KABUL — Afghan officials hanged six Taliban prisoners Sunday, a resumption of war-related executions that makes good on President Ashraf Ghani’s recent promise to deal harshly with insurgents now that hopes for peace negotiations have evaporated.

The six prisoners were hanged in the morning inside the Pul-i-Charkhi prison — a detention facility on the outskirts of Kabul that is notorious among Afghans as the site of massive executions by the country’s then-communist regime during the 1980s.

Among the inmates were two Taliban members who helped assassinate two senior government officials in recent years, officials said.

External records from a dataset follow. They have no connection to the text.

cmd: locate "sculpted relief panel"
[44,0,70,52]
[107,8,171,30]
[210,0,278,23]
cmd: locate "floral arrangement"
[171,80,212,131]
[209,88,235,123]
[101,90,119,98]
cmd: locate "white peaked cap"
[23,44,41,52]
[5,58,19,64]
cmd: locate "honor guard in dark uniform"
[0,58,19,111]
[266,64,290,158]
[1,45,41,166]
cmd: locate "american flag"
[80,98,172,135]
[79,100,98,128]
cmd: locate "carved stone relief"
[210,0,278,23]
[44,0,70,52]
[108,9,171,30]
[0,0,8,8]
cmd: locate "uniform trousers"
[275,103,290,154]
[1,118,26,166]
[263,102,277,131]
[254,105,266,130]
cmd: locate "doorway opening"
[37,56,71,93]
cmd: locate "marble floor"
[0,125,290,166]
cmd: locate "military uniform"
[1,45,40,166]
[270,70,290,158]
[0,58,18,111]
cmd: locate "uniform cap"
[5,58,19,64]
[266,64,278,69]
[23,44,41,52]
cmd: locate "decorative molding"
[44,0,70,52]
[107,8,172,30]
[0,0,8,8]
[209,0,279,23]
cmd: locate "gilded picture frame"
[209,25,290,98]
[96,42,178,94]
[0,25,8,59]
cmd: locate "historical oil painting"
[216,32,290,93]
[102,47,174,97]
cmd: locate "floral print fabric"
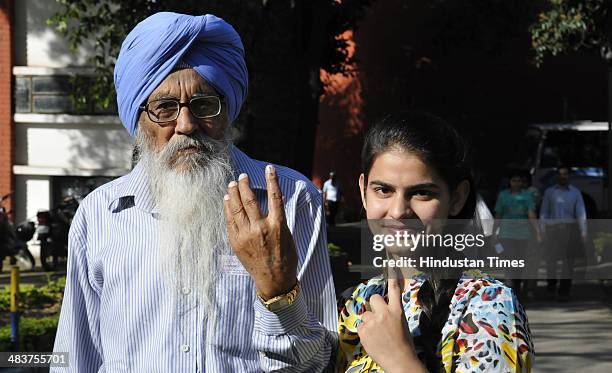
[338,272,534,373]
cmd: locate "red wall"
[0,0,13,209]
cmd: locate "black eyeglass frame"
[138,95,225,124]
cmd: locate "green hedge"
[0,277,66,312]
[0,278,66,351]
[0,314,59,351]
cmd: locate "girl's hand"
[357,279,426,373]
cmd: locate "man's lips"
[177,146,201,153]
[381,223,423,234]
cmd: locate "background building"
[7,0,132,221]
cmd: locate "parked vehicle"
[516,121,608,218]
[0,193,35,272]
[36,196,79,271]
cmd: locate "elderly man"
[54,13,337,372]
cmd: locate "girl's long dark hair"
[361,111,476,372]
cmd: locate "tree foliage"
[529,0,612,66]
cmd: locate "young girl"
[339,113,533,373]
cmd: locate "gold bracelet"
[256,281,300,312]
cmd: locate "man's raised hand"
[223,165,297,299]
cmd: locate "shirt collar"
[108,145,266,213]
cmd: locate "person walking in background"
[493,170,541,297]
[323,171,342,226]
[540,166,587,301]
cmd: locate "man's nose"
[174,106,199,135]
[388,193,414,220]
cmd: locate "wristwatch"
[257,281,300,312]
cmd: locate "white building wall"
[13,0,93,67]
[12,0,132,221]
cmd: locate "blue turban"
[115,12,248,136]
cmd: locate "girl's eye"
[412,190,435,200]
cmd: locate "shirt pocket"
[208,255,256,361]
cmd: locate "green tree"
[529,0,612,66]
[48,0,373,175]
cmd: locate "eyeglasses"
[140,96,224,123]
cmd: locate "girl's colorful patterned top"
[338,271,534,373]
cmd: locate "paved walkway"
[525,281,612,373]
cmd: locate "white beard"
[136,131,233,312]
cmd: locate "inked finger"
[387,278,402,311]
[223,194,238,238]
[227,181,249,224]
[238,174,261,221]
[361,311,372,324]
[370,294,387,312]
[266,164,285,221]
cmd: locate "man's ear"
[448,180,470,216]
[359,174,367,210]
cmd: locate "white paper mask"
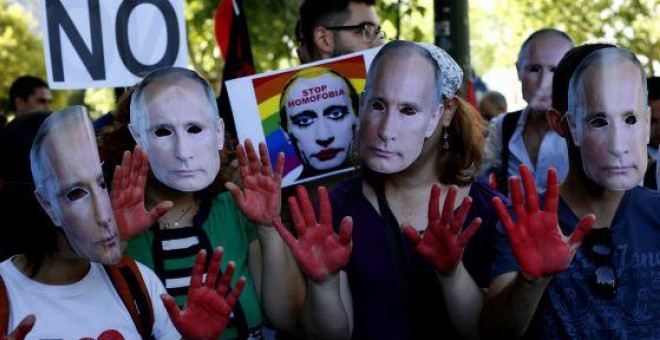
[130,68,224,192]
[30,106,121,264]
[566,48,650,190]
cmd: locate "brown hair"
[431,96,486,186]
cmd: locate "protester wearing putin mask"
[30,106,121,264]
[0,106,244,339]
[276,41,506,339]
[118,67,302,338]
[566,49,650,190]
[130,68,224,192]
[482,44,660,338]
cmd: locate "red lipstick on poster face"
[312,148,344,162]
[370,147,396,158]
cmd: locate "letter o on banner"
[115,0,180,76]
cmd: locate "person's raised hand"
[225,139,284,225]
[493,165,596,281]
[273,186,353,281]
[488,171,498,189]
[161,248,245,339]
[110,146,173,241]
[403,184,481,275]
[0,314,37,340]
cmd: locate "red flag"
[215,0,254,137]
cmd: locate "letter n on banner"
[40,0,188,89]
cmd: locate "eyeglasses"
[584,228,617,298]
[325,22,385,43]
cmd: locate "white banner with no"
[40,0,188,89]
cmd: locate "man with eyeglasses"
[296,0,385,63]
[9,76,53,116]
[481,44,660,339]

One prisoner facilitated a 2011 suicide bomb attack on Burhanuddin Rabbani, who served as temporary president in Afghanistan after US forces toppled the Taliban government 10 years earlier.

The second Taliban member was involved in the 2009 suicide bomb assassination of Abdullah Laghmani, the deputy chief of the country’s National Directorate of Security.

Ghani administration officials did not provide details about the other prisoners. But the Pul-i-Charkhi prison is where Anas Haqqani, son of Haqqani network founder Jalaluddin Haqqani, has been held since 2014.

Officials said all the executed prisoners had been found guilty of crimes against “civilian national security.’’

Ghani signed the order of execution in response to “repeated demands of the families of victims of terrorist attacks,’’ palace officials said in a statement.

The hangings come amid increasing concerns about security in Afghanistan. Taliban forces, aided by the increasingly influential Haqqani network, have vowed widespread attacks across Afghanistan on the heels of a robust spring poppy harvest — a main source of income for the insurgent group through the heroin black market.

Government officials, hopeful that the Taliban would enter into peace negotiations, had stopped executing captured prisoners during President Hamid Karzai’s administration.

But in the wake of a suicide bomb attack in Kabul last month that killed 64 people and wounded about 350, Ghani now says he is no longer interested in negotiating with Taliban leaders.

Taliban leaders have recently warned that it will respond to executions by killing government prisoners in their captivity. On Sunday, Taliban spokesman Zabihullah Mujahid said the group has yet to decide how to respond to the recent hangings.